There is no difference between the rates of union, malunion, range of motion of the hip or knee, muscle weakness, or infection for the two types of femoral nail insertion. The only difference is the location of the morbidity, which is around the insertion point of the rod. The antegrade technique has more morbidity about the hip, and the retrograde insertion technique has more morbidity about the knee.

Question 4019

Topic: 2. Trauma
In the management of an open tibia fracture, what factor is considered most important in preventing deep infection?
. Size of the skin lesion
. Degree and the completeness of the debridement
. Amount of contamination
. Method of fixation
. Cultures of the wound

Correct Answer & Explanation

. Degree and the completeness of the debridement


Explanation

The most important aspect of management of any open fracture, and in particular the tibia, is the degree and the completeness of the debridement of the soft tissue and most importantly, the muscle. The ultimate function is determined by the amount of muscle left, as well as the ability to heal. The amount of necrotic muscle left in the wound also determines the predisposition to infection. The method of fixation, the size of the wound, and the amount of contamination are controlled by the surgeon or the injury and have little to do with the long-term outcome. Initial wound cultures have little predictive value.

Question 4020

Topic: 2. Trauma
Figure 31 shows the radiograph of an 8-year-old boy who has a swollen forearm after falling out of a tree. Examination reveals that all three nerves are functionally intact, and there is no evidence of circulatory embarrassment. Management should consist of
. open reduction of both the radius and ulna with plate and screw fixation.
. closed reduction and a long arm cast, with the elbow in 90 degrees of flexion and the forearm in neutral rotation.
. closed reduction and a long arm cast, with the elbow in 120 degrees of flexion and the forearm in full supination.
. closed reduction and a long arm cast, with the elbow extended and the forearm pronated.
. closed reduction and intramedullary pin fixation of both the radius and ulna.

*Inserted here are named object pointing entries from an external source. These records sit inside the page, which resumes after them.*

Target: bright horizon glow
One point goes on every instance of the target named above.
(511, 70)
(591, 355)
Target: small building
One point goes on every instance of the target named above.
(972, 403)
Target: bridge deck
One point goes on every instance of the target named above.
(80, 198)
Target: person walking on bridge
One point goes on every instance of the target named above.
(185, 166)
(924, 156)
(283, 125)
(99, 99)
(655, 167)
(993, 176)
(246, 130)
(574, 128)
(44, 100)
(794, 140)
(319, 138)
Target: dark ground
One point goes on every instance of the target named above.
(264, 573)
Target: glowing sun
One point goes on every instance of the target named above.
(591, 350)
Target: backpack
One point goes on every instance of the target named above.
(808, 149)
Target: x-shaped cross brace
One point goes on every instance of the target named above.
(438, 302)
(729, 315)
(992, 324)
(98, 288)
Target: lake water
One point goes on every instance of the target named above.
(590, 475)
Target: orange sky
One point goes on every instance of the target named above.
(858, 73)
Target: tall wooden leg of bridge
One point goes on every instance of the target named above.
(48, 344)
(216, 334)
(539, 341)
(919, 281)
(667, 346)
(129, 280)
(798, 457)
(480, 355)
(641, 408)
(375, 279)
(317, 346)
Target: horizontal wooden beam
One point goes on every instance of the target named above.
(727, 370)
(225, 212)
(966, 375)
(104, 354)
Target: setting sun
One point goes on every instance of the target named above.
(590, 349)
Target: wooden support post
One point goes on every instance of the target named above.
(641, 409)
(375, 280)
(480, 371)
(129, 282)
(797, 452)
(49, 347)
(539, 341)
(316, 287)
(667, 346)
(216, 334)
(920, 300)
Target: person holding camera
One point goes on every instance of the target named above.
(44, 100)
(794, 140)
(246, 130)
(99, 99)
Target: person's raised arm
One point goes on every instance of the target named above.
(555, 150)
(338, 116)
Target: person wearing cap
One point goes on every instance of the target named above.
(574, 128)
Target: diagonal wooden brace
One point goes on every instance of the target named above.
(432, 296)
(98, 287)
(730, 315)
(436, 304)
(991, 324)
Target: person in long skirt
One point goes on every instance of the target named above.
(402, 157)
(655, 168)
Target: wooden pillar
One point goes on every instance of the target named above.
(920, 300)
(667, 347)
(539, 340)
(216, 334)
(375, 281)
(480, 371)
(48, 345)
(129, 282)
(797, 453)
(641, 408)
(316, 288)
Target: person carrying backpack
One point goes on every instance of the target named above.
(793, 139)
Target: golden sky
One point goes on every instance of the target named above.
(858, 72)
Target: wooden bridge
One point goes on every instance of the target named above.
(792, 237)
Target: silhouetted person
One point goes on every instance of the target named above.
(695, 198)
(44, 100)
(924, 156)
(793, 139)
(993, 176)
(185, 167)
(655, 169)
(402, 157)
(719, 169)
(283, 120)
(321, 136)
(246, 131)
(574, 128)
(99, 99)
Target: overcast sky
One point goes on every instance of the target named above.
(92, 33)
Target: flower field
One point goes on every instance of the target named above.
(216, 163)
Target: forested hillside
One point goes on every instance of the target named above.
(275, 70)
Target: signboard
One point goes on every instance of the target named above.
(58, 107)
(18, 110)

Correct Answer & Explanation

. closed reduction and intramedullary pin fixation of both the radius and ulna.


Explanation

The patient has a Bado type IV Monteggia lesion. It involves dislocation of the radial head and fractures of both the radial and ulnar shafts. These fractures are very difficult to manage by closed reduction alone. The radial and ulnar shafts first have to be stabilized surgically to give a lever arm to reduce the radial head. In this age group, intramedullary pins are easy to insert percutaneously and cause less tissue trauma than plates and screws.